Since the ranking was launched most Latin American countries have consistently demonstrated progress in adopting anti-corruption measures. This year, however, it is for the first time that the regional average has decreased amounting only to 4.77 points out of ten, and general deterioration of situation in two-thirds of countries is registered.
Like last year, the first lines of the ranking are occupied by Uruguay (score of 6.99), Costa Rica (6.76) and Chile (6.67). However, even the leaders of the ranking have suffered a setback if compared to 2022: Uruguay has lost 0.43, Costa Rica 0.35 and Chile 0.21.
The bottom lines of the CCC Index are occupied by Venezuela (1.46), Bolivia (2.56), Guatemala (2.86), Mexico (3.87) and Paraguay (4.61). What is more, the scores of Venezuela (-0.17), Mexico (-0.18) and Guatemala (-0.52) have further deteriorated if compared to the last year, while the negative trend in Guatemala and Mexico has been registered ever since the CCC Index was released for the first time.

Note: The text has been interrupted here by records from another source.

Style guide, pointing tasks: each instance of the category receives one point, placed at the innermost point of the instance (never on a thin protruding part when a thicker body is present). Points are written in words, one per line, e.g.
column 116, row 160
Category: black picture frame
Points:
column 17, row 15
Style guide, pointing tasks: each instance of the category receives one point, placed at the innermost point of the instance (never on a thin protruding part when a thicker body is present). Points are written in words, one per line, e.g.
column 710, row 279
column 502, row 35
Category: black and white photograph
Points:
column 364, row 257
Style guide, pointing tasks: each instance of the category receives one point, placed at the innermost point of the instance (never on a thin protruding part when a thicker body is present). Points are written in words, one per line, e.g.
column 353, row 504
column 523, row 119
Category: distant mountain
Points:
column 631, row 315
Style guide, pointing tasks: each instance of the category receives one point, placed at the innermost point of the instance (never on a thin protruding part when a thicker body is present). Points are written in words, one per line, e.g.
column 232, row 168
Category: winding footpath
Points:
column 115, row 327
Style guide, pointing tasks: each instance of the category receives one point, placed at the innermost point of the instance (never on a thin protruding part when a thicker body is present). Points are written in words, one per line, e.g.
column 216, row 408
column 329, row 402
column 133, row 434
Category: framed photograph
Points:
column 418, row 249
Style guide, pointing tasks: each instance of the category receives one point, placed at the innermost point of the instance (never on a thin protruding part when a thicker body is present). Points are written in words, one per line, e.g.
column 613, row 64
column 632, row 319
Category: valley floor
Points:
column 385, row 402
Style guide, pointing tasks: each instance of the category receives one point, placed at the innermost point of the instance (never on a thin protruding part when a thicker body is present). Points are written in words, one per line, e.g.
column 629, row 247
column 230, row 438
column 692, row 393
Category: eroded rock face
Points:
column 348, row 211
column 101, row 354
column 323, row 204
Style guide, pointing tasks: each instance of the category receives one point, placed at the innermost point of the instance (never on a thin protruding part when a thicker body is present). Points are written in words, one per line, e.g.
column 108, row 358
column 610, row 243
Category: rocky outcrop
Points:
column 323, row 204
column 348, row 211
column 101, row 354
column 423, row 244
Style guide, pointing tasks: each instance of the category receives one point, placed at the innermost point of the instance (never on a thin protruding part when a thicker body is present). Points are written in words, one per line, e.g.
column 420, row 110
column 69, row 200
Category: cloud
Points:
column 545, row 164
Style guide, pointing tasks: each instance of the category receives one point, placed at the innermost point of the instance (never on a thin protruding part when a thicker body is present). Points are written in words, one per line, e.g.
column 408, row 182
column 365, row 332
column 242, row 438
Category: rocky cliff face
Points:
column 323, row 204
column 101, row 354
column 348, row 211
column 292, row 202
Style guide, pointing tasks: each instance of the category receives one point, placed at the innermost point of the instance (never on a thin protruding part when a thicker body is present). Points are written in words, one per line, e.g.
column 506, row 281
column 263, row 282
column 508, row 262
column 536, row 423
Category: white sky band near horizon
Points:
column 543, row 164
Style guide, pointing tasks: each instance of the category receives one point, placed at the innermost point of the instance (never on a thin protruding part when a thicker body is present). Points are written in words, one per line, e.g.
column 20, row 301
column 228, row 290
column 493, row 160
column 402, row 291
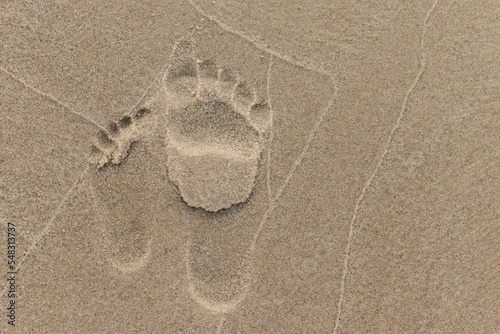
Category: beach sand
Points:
column 250, row 167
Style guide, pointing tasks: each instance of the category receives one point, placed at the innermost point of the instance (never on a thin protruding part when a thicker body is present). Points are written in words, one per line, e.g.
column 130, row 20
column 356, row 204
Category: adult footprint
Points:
column 215, row 128
column 124, row 191
column 215, row 135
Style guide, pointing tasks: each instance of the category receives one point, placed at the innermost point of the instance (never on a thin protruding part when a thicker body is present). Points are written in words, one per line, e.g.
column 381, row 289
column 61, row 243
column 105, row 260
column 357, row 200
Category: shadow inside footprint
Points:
column 220, row 253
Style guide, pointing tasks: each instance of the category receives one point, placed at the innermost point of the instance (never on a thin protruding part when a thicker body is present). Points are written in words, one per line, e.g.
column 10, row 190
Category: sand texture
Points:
column 250, row 166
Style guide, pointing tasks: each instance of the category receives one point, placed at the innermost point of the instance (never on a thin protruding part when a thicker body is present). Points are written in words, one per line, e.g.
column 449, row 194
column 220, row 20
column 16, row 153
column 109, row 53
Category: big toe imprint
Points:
column 215, row 129
column 124, row 193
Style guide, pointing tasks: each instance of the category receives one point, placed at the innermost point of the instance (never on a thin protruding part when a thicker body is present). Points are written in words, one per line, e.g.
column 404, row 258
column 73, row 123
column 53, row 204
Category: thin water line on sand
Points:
column 357, row 206
column 257, row 44
column 80, row 181
column 51, row 98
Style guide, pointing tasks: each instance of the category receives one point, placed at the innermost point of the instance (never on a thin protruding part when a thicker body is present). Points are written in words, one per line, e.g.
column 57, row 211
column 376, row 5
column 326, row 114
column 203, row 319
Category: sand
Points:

Conversely, certain countries demonstrate a positive trend: Panama (+0.43), Dominican Republic (+0.23) and Paraguay (+0.16) have been improving their score for the third year in a row.
The AS/COA and Control Risks experts highlight that the general negative trend of the ranking reflects the inevitable reaching of the limit of anti-corruption effort made by the countries of the region. At the same time, the researchers are concerned about the causes of stagnation of this effort, including the pressure on democratic institutions.
In particular, against the backdrop of the presidential elections in Venezuela and the selection of the members of the Supreme, Constitutional and Agro-Environmental Courts and the Judicial Council in Bolivia the risks of persecution of activists, trade union leaders and opposition politicians have grown; last year in Guatemala, the imprisonment of famous anti-corruption investigative journalist Jose Rubén Zamora made dozens of independent judges and prosecutors leave the country out of fear of similar retaliation; in Mexico, President Andrés Manuel López Obrador, in conflict with the Supreme Court, cuts resources for the National Electoral Institute and severely criticises journalists and anti-corruption not-for-profit organisations.
Other countries have seen the fight against corruption fading into the background due to other more urgent challenges. In Chile, for instance, the public agenda is focused on violent crime and immigration; the citizens of Argentina are more concerned about the growing inflation; Uruguay has decided to reduce the funding of the main anti-corruption agency to redistribute the released funds to other needs.
At the same time, some countries still have the potential to enjoy a considerable positive effect produced by the adopted anti-corruption measures, including the ongoing investigations into large-scale bribery schemes in Peru, Ecuador, Costa Rica (the Cochinilla case), Panama and Colombia (Odebrecht).